On 4 September 2017 at 18:56, Sandro Mani <[email protected]> wrote:
>
> On 03.09.2017 23:50, Even Rouault wrote:
>
>> Ok, so if we only do this for non-select queries, we should be safe?
>
>
>
> Yes. I suspect the case where a full SELECT statement is used are rare, and
> people able to do that can tweak the request. It would be unreliable to try
> modifying it.
>
>
>
>>
>
>> > > Something like this [1] seems to fix the issue, don't know if it's the
>
>> > >
>
>> > > best way forward though?
>
>> >
>
>> > I've left a few comments in the commit
>
>>
>
>> Many thanks. I've pushed a revised version at [1].
>
>
>
> I've added a couple suggestions for more robustness, but looks good to me.
>
> Thanks, filed PR: https://github.com/qgis/QGIS/pull/5122

I've been tracking down a performance regression in 3.0 and have
tracked it back to this PR.

What's happening is that in
https://github.com/qgis/QGIS/blob/master/src/providers/ogr/qgsogrfeatureiterator.cpp#L204
, everytime a new feature is requested with a particular ID the ENTIRE
layer is being read until that feature is found! This destroys QGIS
performance when more than a handful of feature IDs are requested -
e.g. try setting a subset string on a layer, then selecting a couple
of hundred points and zooming to selection.

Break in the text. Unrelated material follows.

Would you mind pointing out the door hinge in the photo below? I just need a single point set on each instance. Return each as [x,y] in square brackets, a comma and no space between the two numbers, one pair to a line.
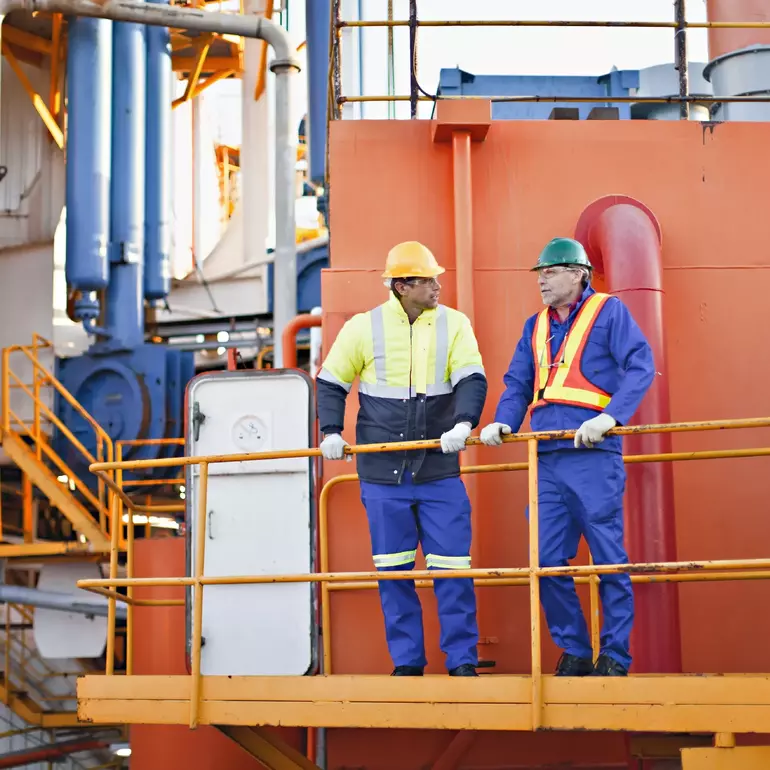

I've been trying to find a good solution to this without luck - if I
use OGR_L_SetAttributeFilter to specifically request the desired
feature with orig_ogr_fid equal to the requested feature id, then it's
a bit better. There's no longer the need to iterate through all the
features, but it's still very very slow compared to a direct
OGR_L_GetFeature call.

Even do you have any good tricks we could utilise here to speed this
up? Any other pointers for approaches to test?